Coastal tourism is recovering in year following the earthquake, but very slowly

Apr 16, 2017 | 0 comments

A year after the April 16, 2016 earthquake, tourists are returning to Ecuador’s Pacific coast but are finding accommodations limited.

Tourist on a beach in Manabí Province. (El Comercio)

“We lost so many rooms in the earthquake we simply do not have the space to take in everyone who would like to visit,” says José Ochoa, president of the Ecuador Federation of Hoteliers. Construction takes time, he says, and some hotel and hostal owners are still waiting for insurance payments to begin rebuilding.

Another problem, according to Ochoa, is that tourist industry investments have dried up. “Before the earthquake, money for new coastal projects was pouring in; afterwards, it just stopped.” An example is a 300-room, world-class resort that was about to break ground in Playas, between Guayaquil and Salinas. The U.S. investors planned to spend $200 million on the project but backed out following the earthquake. “And this was in an area that had no serious damage,” Ochoa says.

The coastal tourism industry says its business is down 70% overall in the year following the earthquake.

Ochoa and other industry experts believe it will take at least three years to regain the lost hotel rooms and the number of tourists it enjoyed before the quake. “We are finally overcoming the perception problem that the coast is a dangerous place,” says Carlos Acosta, president of the Esmeraldas Chamber of Tourism. “People understand that the ground has stabilized and that we won’t have another large earthquake for many, many years. But we lost six major hotels in Tonsupa and in the other resorts and these have yet to be rebuilt.”
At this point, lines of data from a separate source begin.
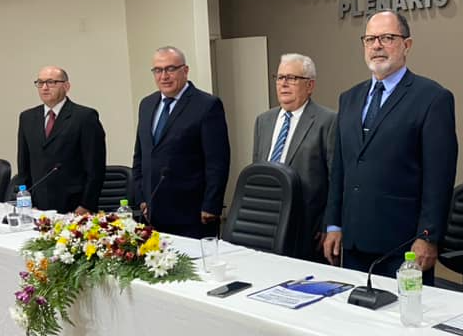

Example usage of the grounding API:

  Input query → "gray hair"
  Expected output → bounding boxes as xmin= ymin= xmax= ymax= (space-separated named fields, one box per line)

xmin=155 ymin=46 xmax=187 ymax=64
xmin=280 ymin=53 xmax=316 ymax=79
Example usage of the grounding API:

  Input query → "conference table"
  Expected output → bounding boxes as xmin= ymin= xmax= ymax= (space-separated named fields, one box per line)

xmin=0 ymin=229 xmax=462 ymax=336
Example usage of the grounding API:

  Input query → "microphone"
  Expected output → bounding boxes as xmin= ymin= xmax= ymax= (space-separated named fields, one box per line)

xmin=29 ymin=163 xmax=62 ymax=194
xmin=146 ymin=167 xmax=170 ymax=225
xmin=2 ymin=164 xmax=62 ymax=225
xmin=347 ymin=230 xmax=429 ymax=310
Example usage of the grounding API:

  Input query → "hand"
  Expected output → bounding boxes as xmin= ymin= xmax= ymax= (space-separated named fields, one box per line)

xmin=140 ymin=202 xmax=148 ymax=220
xmin=314 ymin=231 xmax=327 ymax=252
xmin=323 ymin=231 xmax=342 ymax=266
xmin=201 ymin=211 xmax=219 ymax=225
xmin=74 ymin=206 xmax=90 ymax=215
xmin=411 ymin=238 xmax=438 ymax=271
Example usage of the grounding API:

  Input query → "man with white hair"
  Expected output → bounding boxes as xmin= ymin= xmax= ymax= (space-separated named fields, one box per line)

xmin=253 ymin=53 xmax=336 ymax=261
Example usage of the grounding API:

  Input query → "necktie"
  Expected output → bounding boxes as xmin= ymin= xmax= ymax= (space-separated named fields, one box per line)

xmin=363 ymin=81 xmax=385 ymax=135
xmin=270 ymin=111 xmax=293 ymax=162
xmin=153 ymin=97 xmax=175 ymax=145
xmin=45 ymin=110 xmax=55 ymax=138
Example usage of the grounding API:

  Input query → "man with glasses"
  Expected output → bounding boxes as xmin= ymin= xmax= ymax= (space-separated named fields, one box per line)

xmin=132 ymin=46 xmax=230 ymax=239
xmin=324 ymin=10 xmax=458 ymax=284
xmin=253 ymin=53 xmax=336 ymax=261
xmin=17 ymin=66 xmax=106 ymax=214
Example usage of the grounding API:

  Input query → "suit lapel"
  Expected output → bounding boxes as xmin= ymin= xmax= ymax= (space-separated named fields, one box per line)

xmin=261 ymin=109 xmax=279 ymax=160
xmin=43 ymin=99 xmax=72 ymax=147
xmin=361 ymin=70 xmax=413 ymax=152
xmin=285 ymin=101 xmax=315 ymax=164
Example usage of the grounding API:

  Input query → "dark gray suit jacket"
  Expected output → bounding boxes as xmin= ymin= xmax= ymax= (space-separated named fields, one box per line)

xmin=253 ymin=99 xmax=337 ymax=259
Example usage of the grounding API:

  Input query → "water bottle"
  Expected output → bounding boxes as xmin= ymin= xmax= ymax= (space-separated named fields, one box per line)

xmin=397 ymin=251 xmax=423 ymax=327
xmin=16 ymin=185 xmax=33 ymax=225
xmin=116 ymin=199 xmax=133 ymax=219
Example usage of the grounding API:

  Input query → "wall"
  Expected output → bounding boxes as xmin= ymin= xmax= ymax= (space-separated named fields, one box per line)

xmin=219 ymin=0 xmax=463 ymax=184
xmin=0 ymin=0 xmax=134 ymax=170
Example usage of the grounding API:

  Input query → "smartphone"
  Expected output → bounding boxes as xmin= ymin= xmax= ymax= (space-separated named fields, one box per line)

xmin=207 ymin=281 xmax=252 ymax=298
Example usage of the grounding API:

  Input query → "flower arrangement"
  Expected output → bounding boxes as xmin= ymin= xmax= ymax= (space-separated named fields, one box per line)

xmin=10 ymin=213 xmax=198 ymax=336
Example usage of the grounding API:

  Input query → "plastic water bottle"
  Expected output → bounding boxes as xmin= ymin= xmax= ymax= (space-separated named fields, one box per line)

xmin=16 ymin=185 xmax=33 ymax=225
xmin=397 ymin=251 xmax=423 ymax=327
xmin=116 ymin=199 xmax=133 ymax=219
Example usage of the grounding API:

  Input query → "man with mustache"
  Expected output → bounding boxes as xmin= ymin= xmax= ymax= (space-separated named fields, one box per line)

xmin=132 ymin=46 xmax=230 ymax=238
xmin=323 ymin=10 xmax=458 ymax=284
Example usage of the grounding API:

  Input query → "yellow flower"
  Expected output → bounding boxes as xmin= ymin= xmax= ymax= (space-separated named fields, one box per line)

xmin=85 ymin=244 xmax=97 ymax=260
xmin=138 ymin=233 xmax=160 ymax=256
xmin=54 ymin=221 xmax=63 ymax=234
xmin=85 ymin=225 xmax=100 ymax=241
xmin=68 ymin=223 xmax=77 ymax=232
xmin=57 ymin=237 xmax=68 ymax=245
xmin=111 ymin=219 xmax=124 ymax=229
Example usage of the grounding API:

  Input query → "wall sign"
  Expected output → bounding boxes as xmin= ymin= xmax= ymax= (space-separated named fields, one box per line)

xmin=339 ymin=0 xmax=449 ymax=19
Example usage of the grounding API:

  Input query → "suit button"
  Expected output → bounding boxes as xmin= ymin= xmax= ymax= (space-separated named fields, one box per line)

xmin=353 ymin=185 xmax=360 ymax=191
xmin=358 ymin=158 xmax=364 ymax=164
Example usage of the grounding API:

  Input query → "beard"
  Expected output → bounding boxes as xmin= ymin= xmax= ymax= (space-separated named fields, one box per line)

xmin=366 ymin=58 xmax=393 ymax=79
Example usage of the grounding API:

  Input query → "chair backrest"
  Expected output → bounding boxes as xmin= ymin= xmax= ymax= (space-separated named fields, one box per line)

xmin=0 ymin=159 xmax=12 ymax=202
xmin=98 ymin=165 xmax=134 ymax=213
xmin=439 ymin=184 xmax=463 ymax=274
xmin=222 ymin=162 xmax=302 ymax=255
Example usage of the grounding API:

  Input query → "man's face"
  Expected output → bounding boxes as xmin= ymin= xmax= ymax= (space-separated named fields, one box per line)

xmin=276 ymin=61 xmax=314 ymax=112
xmin=152 ymin=50 xmax=189 ymax=97
xmin=364 ymin=12 xmax=412 ymax=80
xmin=36 ymin=67 xmax=70 ymax=108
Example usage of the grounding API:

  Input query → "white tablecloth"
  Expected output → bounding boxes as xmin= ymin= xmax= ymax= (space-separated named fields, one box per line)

xmin=0 ymin=230 xmax=461 ymax=336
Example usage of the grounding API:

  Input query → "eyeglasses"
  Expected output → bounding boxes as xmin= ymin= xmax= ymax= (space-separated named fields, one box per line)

xmin=151 ymin=64 xmax=185 ymax=75
xmin=273 ymin=74 xmax=311 ymax=85
xmin=34 ymin=79 xmax=66 ymax=88
xmin=360 ymin=34 xmax=407 ymax=47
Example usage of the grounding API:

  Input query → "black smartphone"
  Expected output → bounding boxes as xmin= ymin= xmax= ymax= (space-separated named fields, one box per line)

xmin=207 ymin=281 xmax=252 ymax=298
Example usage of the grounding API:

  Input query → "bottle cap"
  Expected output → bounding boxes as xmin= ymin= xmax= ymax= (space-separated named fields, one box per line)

xmin=120 ymin=199 xmax=128 ymax=206
xmin=19 ymin=185 xmax=26 ymax=192
xmin=405 ymin=251 xmax=416 ymax=261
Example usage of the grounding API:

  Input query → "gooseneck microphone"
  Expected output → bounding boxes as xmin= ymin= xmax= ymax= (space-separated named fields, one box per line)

xmin=347 ymin=230 xmax=429 ymax=310
xmin=29 ymin=163 xmax=62 ymax=194
xmin=146 ymin=167 xmax=170 ymax=225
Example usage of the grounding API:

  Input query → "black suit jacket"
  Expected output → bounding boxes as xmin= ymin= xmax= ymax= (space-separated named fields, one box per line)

xmin=17 ymin=98 xmax=106 ymax=213
xmin=325 ymin=70 xmax=458 ymax=254
xmin=132 ymin=82 xmax=230 ymax=238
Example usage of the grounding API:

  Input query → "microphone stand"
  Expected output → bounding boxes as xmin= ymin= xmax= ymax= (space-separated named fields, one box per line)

xmin=347 ymin=230 xmax=428 ymax=310
xmin=146 ymin=168 xmax=170 ymax=225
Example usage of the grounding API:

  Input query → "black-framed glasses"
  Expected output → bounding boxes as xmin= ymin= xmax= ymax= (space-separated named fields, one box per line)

xmin=34 ymin=79 xmax=66 ymax=88
xmin=273 ymin=74 xmax=311 ymax=85
xmin=151 ymin=64 xmax=185 ymax=75
xmin=360 ymin=34 xmax=407 ymax=47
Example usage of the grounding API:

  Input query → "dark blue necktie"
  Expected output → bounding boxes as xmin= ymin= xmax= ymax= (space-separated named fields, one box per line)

xmin=363 ymin=81 xmax=385 ymax=135
xmin=153 ymin=97 xmax=175 ymax=145
xmin=270 ymin=111 xmax=293 ymax=162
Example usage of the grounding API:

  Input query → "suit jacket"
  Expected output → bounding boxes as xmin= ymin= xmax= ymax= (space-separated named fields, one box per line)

xmin=253 ymin=99 xmax=337 ymax=259
xmin=325 ymin=70 xmax=458 ymax=254
xmin=132 ymin=82 xmax=230 ymax=238
xmin=17 ymin=98 xmax=106 ymax=213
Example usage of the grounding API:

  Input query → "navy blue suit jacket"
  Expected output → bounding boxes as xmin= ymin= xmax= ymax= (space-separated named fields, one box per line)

xmin=132 ymin=82 xmax=230 ymax=238
xmin=325 ymin=70 xmax=458 ymax=254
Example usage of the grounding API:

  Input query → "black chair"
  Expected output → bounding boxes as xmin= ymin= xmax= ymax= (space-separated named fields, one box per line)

xmin=0 ymin=159 xmax=11 ymax=202
xmin=222 ymin=162 xmax=302 ymax=255
xmin=98 ymin=165 xmax=135 ymax=213
xmin=436 ymin=184 xmax=463 ymax=291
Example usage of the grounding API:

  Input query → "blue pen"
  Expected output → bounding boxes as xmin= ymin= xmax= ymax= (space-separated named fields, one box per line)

xmin=287 ymin=275 xmax=314 ymax=286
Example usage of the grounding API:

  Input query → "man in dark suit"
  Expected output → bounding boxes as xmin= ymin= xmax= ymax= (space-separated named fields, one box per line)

xmin=324 ymin=10 xmax=458 ymax=284
xmin=17 ymin=66 xmax=106 ymax=214
xmin=132 ymin=46 xmax=230 ymax=239
xmin=253 ymin=53 xmax=336 ymax=261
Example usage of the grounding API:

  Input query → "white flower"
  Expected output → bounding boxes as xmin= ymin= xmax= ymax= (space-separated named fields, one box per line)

xmin=33 ymin=251 xmax=45 ymax=263
xmin=9 ymin=306 xmax=28 ymax=329
xmin=123 ymin=218 xmax=138 ymax=233
xmin=144 ymin=250 xmax=178 ymax=278
xmin=59 ymin=251 xmax=75 ymax=264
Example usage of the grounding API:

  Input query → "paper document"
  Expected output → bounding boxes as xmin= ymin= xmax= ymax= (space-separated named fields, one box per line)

xmin=434 ymin=314 xmax=463 ymax=335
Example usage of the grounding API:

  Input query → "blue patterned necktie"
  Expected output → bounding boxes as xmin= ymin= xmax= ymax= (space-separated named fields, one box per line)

xmin=363 ymin=81 xmax=385 ymax=135
xmin=153 ymin=97 xmax=175 ymax=145
xmin=270 ymin=111 xmax=293 ymax=162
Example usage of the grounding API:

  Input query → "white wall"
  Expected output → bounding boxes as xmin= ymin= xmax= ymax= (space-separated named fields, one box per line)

xmin=0 ymin=0 xmax=212 ymax=175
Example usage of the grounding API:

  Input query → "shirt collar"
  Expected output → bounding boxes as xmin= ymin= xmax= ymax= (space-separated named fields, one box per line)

xmin=370 ymin=66 xmax=407 ymax=95
xmin=278 ymin=99 xmax=309 ymax=119
xmin=43 ymin=97 xmax=67 ymax=117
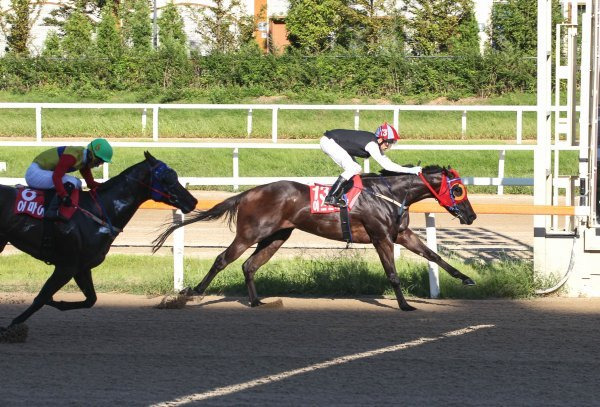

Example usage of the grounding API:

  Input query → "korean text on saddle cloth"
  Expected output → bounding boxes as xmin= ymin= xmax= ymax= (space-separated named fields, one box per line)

xmin=14 ymin=187 xmax=45 ymax=219
xmin=310 ymin=176 xmax=362 ymax=214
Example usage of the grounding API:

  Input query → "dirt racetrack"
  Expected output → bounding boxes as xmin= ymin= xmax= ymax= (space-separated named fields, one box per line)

xmin=1 ymin=292 xmax=600 ymax=406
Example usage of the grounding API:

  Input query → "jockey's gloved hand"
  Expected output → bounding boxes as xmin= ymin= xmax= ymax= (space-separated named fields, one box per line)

xmin=407 ymin=166 xmax=422 ymax=175
xmin=61 ymin=195 xmax=72 ymax=207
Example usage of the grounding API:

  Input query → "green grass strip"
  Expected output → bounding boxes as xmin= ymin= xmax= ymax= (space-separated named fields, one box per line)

xmin=0 ymin=253 xmax=554 ymax=300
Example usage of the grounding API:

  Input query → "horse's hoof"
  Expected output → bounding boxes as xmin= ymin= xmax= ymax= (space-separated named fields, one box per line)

xmin=179 ymin=287 xmax=201 ymax=297
xmin=462 ymin=278 xmax=476 ymax=286
xmin=400 ymin=304 xmax=417 ymax=311
xmin=250 ymin=299 xmax=265 ymax=307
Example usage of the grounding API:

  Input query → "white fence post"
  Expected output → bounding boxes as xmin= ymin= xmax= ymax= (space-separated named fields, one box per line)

xmin=272 ymin=107 xmax=278 ymax=143
xmin=102 ymin=162 xmax=109 ymax=180
xmin=516 ymin=109 xmax=523 ymax=144
xmin=36 ymin=106 xmax=42 ymax=142
xmin=425 ymin=213 xmax=440 ymax=299
xmin=142 ymin=108 xmax=147 ymax=134
xmin=354 ymin=109 xmax=360 ymax=130
xmin=152 ymin=106 xmax=159 ymax=141
xmin=497 ymin=149 xmax=506 ymax=195
xmin=233 ymin=147 xmax=239 ymax=191
xmin=363 ymin=158 xmax=370 ymax=173
xmin=461 ymin=110 xmax=467 ymax=139
xmin=173 ymin=210 xmax=184 ymax=292
xmin=393 ymin=108 xmax=399 ymax=131
xmin=247 ymin=108 xmax=253 ymax=137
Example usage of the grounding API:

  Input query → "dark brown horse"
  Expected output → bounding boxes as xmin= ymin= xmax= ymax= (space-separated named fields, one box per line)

xmin=153 ymin=165 xmax=476 ymax=311
xmin=0 ymin=152 xmax=198 ymax=332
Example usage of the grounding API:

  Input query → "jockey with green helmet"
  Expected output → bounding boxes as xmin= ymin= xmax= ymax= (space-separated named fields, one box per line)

xmin=25 ymin=138 xmax=113 ymax=220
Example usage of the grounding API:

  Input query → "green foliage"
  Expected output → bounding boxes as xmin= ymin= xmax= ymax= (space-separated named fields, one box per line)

xmin=123 ymin=0 xmax=152 ymax=53
xmin=96 ymin=3 xmax=123 ymax=61
xmin=61 ymin=9 xmax=93 ymax=58
xmin=286 ymin=0 xmax=347 ymax=53
xmin=405 ymin=0 xmax=480 ymax=55
xmin=157 ymin=3 xmax=186 ymax=47
xmin=4 ymin=0 xmax=41 ymax=54
xmin=488 ymin=0 xmax=563 ymax=54
xmin=189 ymin=0 xmax=253 ymax=54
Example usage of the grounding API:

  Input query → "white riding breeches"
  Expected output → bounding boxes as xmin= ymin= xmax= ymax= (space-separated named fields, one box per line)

xmin=320 ymin=136 xmax=362 ymax=180
xmin=25 ymin=162 xmax=82 ymax=190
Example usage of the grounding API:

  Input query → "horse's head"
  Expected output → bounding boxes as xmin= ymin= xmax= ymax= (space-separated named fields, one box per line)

xmin=419 ymin=166 xmax=477 ymax=225
xmin=144 ymin=151 xmax=198 ymax=214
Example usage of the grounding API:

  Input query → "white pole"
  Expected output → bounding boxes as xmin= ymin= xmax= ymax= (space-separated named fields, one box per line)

xmin=272 ymin=107 xmax=278 ymax=143
xmin=233 ymin=147 xmax=239 ymax=191
xmin=247 ymin=108 xmax=253 ymax=137
xmin=102 ymin=162 xmax=109 ymax=180
xmin=425 ymin=213 xmax=440 ymax=298
xmin=461 ymin=110 xmax=467 ymax=139
xmin=142 ymin=108 xmax=147 ymax=134
xmin=497 ymin=149 xmax=506 ymax=195
xmin=35 ymin=106 xmax=42 ymax=142
xmin=516 ymin=109 xmax=523 ymax=144
xmin=354 ymin=109 xmax=360 ymax=130
xmin=393 ymin=108 xmax=399 ymax=131
xmin=152 ymin=106 xmax=159 ymax=141
xmin=363 ymin=158 xmax=370 ymax=173
xmin=534 ymin=0 xmax=553 ymax=274
xmin=173 ymin=210 xmax=184 ymax=292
Both Acosta and Ochoa say that major government infrastructure reconstruction, including roads, remains to be completed,. “The government has done all it can to help but we estimate that we still need between $80 million and $100 of work to restore the public systems that were destroyed.”

Foreign tourism has been especially hard-hit on the north coast, according to the travel booking service Despegar.com. “There has been a major contraction of business from tourists from Argentina, Chile, and Colombia,” says Despegar general manager Jorge Luis Páez. “Much of this is bad publicity but there is also the problem of lost hotels, restaurants and other tourist services.”

For the immediate future, Ochoa says the industry is relying on domestic tourism. “All you people in Quito and Cuenca, please come for a visit,” he says. “You helped us to rebuild; now we need to come back as tourists.”